Nous abandonnâmes derrière nous une Andorhal en flammes. Je doutai que l'incendie change quelque chose à l'aspect de la ville. Conduits que nous étions par les deux plus grands chefs de tout le royaume, nous marchions avec entrain. La vue d'un Prince revigoré nous avait fait oublier nos propres fatigues, et nous allions à bonne allure.
Vers Stratholme.
Aerelan Theredras
Re: Eirlën Ambrelame, l'Apôtre d'Argent
Plusieurs jours avaient été nécessaires. Nous avions quelque peu récupéré, les nuits de sommeil bienfaitrices nous ayant tous bénéficié. Prêts pour la guerre, nous étions arrivés en vue de l'immense cité. J'avais déjà vu Stratholme, j'y avais résidé, et je dois avouer que j'avais toujours eu tendance à m'y perdre un peu. Gilnéas était un des Sept Royaumes, mais un royaume mineur, qui n'avait rien de semblable à Lordaeron et Azeroth. Seule la capitale m'avait fait un effet plus fort encore que Stratholme, mais de toutes les grandes cités du continent, la première à m'avoir accueilli avait été Stratholme.
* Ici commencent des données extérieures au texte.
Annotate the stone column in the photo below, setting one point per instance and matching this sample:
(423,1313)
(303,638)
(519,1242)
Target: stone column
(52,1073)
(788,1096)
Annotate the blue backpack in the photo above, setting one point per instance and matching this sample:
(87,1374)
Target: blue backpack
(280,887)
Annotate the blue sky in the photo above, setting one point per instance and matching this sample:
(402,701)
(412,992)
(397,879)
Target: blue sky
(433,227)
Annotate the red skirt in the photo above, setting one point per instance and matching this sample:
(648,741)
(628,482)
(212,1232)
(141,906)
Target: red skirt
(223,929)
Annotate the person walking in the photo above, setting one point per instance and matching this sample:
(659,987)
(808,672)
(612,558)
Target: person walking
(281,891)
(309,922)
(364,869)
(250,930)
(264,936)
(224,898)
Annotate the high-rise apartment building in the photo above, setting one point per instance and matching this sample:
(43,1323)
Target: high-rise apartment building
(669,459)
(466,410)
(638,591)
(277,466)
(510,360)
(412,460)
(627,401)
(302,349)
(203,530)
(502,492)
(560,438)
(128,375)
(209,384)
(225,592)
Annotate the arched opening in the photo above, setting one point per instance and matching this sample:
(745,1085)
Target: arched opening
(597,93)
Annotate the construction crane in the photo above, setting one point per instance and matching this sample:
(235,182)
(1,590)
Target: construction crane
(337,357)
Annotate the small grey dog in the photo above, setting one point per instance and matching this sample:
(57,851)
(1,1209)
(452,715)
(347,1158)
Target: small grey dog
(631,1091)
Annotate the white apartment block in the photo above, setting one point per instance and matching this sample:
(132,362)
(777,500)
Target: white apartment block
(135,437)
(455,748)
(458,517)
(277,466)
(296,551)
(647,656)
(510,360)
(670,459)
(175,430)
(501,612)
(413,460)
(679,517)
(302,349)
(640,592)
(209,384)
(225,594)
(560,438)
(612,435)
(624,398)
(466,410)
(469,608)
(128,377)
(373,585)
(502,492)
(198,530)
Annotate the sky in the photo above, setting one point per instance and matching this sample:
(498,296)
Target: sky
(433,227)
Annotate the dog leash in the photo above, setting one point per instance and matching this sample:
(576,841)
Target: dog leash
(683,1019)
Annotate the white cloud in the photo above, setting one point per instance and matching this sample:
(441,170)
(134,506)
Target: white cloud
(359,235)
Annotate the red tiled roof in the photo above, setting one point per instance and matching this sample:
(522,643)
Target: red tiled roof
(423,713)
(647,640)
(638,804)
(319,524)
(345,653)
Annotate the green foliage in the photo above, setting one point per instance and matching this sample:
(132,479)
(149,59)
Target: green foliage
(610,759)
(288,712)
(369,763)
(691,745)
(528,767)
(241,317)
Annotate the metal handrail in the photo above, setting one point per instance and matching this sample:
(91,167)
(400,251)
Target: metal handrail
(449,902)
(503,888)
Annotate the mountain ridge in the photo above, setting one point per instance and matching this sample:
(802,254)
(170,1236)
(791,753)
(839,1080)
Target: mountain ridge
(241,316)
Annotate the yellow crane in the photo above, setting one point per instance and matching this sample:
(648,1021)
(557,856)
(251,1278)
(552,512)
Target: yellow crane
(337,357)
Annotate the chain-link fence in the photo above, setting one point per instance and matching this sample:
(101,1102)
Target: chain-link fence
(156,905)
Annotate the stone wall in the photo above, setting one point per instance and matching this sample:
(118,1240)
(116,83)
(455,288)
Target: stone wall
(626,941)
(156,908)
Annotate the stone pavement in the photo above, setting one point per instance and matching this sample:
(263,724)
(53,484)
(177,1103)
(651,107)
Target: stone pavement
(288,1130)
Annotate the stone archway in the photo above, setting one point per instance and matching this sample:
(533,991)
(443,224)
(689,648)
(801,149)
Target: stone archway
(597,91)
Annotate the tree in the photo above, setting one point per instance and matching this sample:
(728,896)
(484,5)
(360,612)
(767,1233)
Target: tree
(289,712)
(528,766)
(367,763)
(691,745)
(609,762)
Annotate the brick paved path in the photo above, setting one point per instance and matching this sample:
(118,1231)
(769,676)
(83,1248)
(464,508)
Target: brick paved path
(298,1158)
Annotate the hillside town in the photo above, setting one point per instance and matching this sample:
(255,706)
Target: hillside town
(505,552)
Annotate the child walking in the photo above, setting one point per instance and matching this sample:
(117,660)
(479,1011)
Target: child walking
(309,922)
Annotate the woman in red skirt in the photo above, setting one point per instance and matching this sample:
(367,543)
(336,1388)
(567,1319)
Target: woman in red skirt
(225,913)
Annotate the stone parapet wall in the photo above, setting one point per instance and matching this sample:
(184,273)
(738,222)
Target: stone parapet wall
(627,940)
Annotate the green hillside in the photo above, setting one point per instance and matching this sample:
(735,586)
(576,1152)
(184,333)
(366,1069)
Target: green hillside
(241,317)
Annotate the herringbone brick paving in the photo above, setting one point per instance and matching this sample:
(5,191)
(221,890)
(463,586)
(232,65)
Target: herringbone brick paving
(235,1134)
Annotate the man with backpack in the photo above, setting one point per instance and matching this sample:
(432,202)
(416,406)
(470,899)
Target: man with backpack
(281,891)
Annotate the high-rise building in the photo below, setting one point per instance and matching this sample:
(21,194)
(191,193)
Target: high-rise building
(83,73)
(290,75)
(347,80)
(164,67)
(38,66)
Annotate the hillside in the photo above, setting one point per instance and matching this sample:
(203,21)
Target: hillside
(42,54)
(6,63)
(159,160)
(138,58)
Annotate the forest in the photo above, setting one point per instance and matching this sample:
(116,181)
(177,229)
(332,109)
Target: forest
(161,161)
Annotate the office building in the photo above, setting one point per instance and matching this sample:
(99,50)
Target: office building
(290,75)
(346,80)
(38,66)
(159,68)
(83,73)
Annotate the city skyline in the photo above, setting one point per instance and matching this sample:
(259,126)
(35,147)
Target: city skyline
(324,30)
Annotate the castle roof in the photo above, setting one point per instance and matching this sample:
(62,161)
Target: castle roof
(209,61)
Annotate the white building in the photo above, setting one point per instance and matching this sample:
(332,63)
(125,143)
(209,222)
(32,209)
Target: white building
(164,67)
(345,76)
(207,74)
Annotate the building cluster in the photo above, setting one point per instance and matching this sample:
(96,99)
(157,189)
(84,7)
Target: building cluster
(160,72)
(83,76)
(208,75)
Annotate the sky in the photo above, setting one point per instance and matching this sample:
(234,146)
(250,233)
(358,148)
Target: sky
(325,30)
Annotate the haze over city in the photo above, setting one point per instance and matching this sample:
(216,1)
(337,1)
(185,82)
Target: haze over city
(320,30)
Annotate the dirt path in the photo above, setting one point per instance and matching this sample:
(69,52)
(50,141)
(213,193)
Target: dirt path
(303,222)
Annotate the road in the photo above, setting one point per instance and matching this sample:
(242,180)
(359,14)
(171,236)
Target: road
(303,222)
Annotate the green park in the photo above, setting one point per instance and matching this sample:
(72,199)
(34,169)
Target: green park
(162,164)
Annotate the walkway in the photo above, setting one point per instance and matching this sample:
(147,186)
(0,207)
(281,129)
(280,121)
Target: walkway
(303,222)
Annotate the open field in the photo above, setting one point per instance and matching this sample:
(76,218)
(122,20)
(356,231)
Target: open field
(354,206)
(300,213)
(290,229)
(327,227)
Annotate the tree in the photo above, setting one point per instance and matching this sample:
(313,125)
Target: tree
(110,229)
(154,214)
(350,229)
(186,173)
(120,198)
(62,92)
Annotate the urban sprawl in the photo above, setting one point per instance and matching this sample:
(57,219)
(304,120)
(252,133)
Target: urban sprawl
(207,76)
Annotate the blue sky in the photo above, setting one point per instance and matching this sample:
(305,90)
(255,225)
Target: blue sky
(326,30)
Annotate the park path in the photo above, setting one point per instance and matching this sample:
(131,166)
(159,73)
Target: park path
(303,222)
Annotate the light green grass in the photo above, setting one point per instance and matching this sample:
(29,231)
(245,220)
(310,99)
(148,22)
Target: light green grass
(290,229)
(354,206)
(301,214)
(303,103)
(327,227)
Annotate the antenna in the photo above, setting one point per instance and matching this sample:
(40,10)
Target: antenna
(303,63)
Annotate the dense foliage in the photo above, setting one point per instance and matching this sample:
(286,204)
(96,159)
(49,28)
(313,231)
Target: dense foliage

Aujourd'hui encore, j'ai du mal à réaliser que j'aie pu m'y diriger, armes brandies.
Une nuit sombre. La pluie, la terre gorgée d'eau. Des nuages noirs, qui nous masquaient la vue même du ciel nocturne. Et, au loin, par-delà les hauts murs de Stratholme, les lumières de la ville. Je me souviens que chaque homme était nerveux ; le départ du Porteur de Lumière et de la jeune mage avait ébrêché quelque peu le moral de certains, mais je les avais enhardis à force de chants et de serments. Ils étaient prêts, à présent.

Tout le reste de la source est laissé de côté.